1999: 2000; 2001; 2002; 2003; 2004; 2005; 2006; 2007; 2008; 2009; 2010; 2011; 2012; 2013; 2014; 2015; 2016; 2017; 2018; 2019; 2020; 2021; 2022; 2023; 2024; 2025; Total
61: 76; 45; 31; 26; 27; 16; 53; 153; 60; 34; 52; 44; 79; 48; 23; 33; 32; 37; 27; 21; 8; 17; 23; 22; 8; 8; 1065

- Natalia Y. Borodin, director of the Pushkin school in Novomoskovsk, Tula Region, received two Medals of Pushkin – 1999 and 2000.
- The Medal of Pushkin was also awarded to citizens of the following states: Abkhazia, Afghanistan, Argentina, Armenia, Australia, Austria, Azerbaijan, Belarus, Belgium, Bolivia, Bosnia and Herzegovina, Brazil, Bulgaria, Cameroon, Canada, Chile, China, Croatia, Cuba, Cyprus, Czech Republic, Ecuador, Egypt, Eritrea, Estonia, Finland, France, Georgia, Germany, Ghana, Greece, Guatemala, Guyana, Hungary, India, Ireland, Israel, Italy, Japan, Kazakhstan, South Korea, Kyrgyzstan, Latvia, Liechtenstein, Lithuania, Macedonia, Mali, Malta, Mexico, Moldova, Mongolia, Montenegro, New Zealand, Nicaragua, Nigeria, South Ossetia, Panama, Paraguay, Peru, Philippines, Poland, Romania, Serbia, Seychelles, Singapore, Slovakia, Spain, Syria, Sweden, Switzerland, Tajikistan, Turkey, Turkmenistan, Ukraine, United Kingdom, Uruguay, Uzbekistan, USA, and Vietnam.
- Many heads of state were also awarded the Medal of Pushkin.

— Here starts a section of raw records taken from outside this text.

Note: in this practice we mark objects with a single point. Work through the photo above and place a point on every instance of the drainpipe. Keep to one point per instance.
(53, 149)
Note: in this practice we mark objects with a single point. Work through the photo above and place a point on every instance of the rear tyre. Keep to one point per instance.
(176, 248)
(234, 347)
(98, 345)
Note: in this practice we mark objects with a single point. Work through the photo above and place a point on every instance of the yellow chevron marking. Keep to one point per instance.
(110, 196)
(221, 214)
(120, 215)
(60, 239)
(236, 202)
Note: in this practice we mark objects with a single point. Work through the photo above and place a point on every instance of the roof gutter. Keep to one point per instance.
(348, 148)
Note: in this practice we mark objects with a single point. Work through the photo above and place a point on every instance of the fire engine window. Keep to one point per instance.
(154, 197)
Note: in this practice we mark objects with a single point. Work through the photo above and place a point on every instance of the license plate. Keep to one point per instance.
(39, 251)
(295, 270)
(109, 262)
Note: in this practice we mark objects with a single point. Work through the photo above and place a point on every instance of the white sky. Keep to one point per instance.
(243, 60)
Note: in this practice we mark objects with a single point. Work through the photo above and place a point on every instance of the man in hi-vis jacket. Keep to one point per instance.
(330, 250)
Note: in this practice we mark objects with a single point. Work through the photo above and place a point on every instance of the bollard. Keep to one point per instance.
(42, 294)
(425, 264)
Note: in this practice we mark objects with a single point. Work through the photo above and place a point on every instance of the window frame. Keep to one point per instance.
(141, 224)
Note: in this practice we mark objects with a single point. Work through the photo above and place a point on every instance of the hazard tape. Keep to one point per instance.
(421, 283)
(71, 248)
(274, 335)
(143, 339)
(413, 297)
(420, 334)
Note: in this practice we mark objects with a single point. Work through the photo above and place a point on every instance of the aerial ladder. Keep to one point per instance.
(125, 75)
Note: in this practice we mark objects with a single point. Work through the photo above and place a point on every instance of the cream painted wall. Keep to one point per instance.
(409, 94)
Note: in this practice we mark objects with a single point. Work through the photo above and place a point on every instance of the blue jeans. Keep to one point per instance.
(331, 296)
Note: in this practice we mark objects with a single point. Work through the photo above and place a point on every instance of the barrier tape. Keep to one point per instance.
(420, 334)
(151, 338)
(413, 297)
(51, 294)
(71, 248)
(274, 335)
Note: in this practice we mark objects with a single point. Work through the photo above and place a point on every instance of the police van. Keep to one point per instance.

A medal awarded to Ian Blatchford in 2015, and personally presented by Vladimir Putin, was returned in March 2022, in response to the Russian invasion of Ukraine.

==Another medal of the same name==
There is also the A.S. Pushkin Medal that is a non-governmental award established in 1977 by the , and its awarding began in 1979. it is an international public award given "for great services in the dissemination of the Russian language".